Anyway, after fixing this I was back at the "Terminated" situation :-( I studied the [MS-PRES] & [MS-SIP] documents and came up with a change that seems to work OK for my Office365 test account. See commit 7ba6310.
If this works also for you, then I would really like to see a log where start, add a new buddy and then wait for the subscription timeout. After SIPE did the resubscription:
I think I remember from your logs that the longest subscription timeout was something about 32000 seconds, so 9 or 10 hours waiting should be enough to cover this situation.
7ba6310 seems stable although I only tested it on a handful of clients. I will deploy it company wide and have it tested by a few hundred users.
As requested, here's the log from pidgin. I started it last night and added a buddy, this morning all buddies including the one added last night are working properly, they are changing as expected.
I will report back in a few days if we experience any issues.
Thanks Stefan for the fix!
Rob
You might want to update to commit 66c3856. I noticed that one of my buddy entries triggered a "resubscribe" notify. The re-subscription triggered another "resubscribe" notify, and so on. After the latest commit this problem is gone and the CPU can actually go to sleep again :-)
@Robert: are you confident enough that this works OK for you now? Can we close this bug?

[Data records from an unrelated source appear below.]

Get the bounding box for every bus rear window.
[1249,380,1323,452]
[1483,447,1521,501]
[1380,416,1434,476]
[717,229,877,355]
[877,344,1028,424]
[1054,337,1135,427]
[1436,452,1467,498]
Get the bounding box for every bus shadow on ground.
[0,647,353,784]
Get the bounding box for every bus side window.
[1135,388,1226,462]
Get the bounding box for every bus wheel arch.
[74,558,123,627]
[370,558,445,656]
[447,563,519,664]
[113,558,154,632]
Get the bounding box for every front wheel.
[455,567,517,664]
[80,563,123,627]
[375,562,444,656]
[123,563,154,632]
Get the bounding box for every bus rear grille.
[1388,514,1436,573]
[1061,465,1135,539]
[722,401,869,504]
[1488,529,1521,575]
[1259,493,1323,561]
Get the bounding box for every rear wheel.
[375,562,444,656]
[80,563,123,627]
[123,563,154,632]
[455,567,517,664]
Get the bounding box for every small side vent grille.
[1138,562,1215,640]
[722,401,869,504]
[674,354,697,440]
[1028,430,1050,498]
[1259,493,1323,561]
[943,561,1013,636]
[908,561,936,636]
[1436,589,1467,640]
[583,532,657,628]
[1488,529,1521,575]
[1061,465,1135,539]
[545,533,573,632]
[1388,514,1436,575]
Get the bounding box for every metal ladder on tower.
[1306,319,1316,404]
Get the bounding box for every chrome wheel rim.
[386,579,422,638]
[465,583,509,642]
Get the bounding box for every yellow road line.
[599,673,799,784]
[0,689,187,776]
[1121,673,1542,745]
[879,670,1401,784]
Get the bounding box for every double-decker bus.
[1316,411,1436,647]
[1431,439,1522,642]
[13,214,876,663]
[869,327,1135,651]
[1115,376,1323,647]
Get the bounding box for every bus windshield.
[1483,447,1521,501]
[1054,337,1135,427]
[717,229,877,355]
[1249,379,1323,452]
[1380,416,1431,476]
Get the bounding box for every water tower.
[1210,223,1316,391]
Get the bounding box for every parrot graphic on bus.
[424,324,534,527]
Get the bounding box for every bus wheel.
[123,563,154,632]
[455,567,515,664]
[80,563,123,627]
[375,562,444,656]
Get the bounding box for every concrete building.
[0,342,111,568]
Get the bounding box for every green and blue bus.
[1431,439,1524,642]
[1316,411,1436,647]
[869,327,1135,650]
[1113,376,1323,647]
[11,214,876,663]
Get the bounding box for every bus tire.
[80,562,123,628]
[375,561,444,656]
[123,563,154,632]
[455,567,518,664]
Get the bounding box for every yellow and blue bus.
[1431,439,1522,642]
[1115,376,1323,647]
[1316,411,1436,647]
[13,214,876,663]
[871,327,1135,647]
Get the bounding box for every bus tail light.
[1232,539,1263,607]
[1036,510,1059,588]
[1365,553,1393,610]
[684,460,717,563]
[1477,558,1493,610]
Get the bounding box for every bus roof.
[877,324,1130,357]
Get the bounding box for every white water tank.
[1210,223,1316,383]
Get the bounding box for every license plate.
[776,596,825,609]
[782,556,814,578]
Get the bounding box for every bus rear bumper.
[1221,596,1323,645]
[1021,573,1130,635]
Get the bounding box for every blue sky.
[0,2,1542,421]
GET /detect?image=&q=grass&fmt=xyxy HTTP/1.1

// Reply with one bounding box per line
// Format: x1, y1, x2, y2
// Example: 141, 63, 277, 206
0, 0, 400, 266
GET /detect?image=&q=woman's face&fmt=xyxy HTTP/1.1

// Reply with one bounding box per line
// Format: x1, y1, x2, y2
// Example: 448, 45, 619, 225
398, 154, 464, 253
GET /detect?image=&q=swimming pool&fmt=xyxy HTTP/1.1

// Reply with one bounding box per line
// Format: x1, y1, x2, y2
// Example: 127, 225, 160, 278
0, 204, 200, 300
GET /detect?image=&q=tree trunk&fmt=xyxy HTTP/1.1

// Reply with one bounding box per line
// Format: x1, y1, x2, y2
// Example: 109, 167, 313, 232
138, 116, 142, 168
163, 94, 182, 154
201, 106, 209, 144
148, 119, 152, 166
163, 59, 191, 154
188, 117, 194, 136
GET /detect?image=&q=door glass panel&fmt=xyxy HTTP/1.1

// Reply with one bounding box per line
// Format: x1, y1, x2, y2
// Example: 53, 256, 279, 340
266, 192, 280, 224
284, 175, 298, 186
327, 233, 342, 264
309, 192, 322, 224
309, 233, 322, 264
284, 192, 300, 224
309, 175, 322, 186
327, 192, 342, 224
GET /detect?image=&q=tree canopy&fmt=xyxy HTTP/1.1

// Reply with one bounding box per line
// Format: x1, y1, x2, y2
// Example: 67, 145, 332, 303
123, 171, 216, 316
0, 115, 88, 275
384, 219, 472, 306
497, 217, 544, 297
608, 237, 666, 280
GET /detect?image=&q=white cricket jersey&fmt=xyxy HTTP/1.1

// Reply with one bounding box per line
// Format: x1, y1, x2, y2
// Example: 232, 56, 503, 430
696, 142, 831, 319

Hi Stefan. We deployed the updated/fixed sipe plugin last Wednesday. It will take a few days to get all users on this new version.
So far I have not seen the issue and all Lync contacts seem to show up and update correctly. We have not had user complaints about new issues which means that things usually work.
Thank you so much for fixing this bug!
Please close the ticket.
Rob
Thanks Robert for your diligent testing & log file work. Closing as FIXED.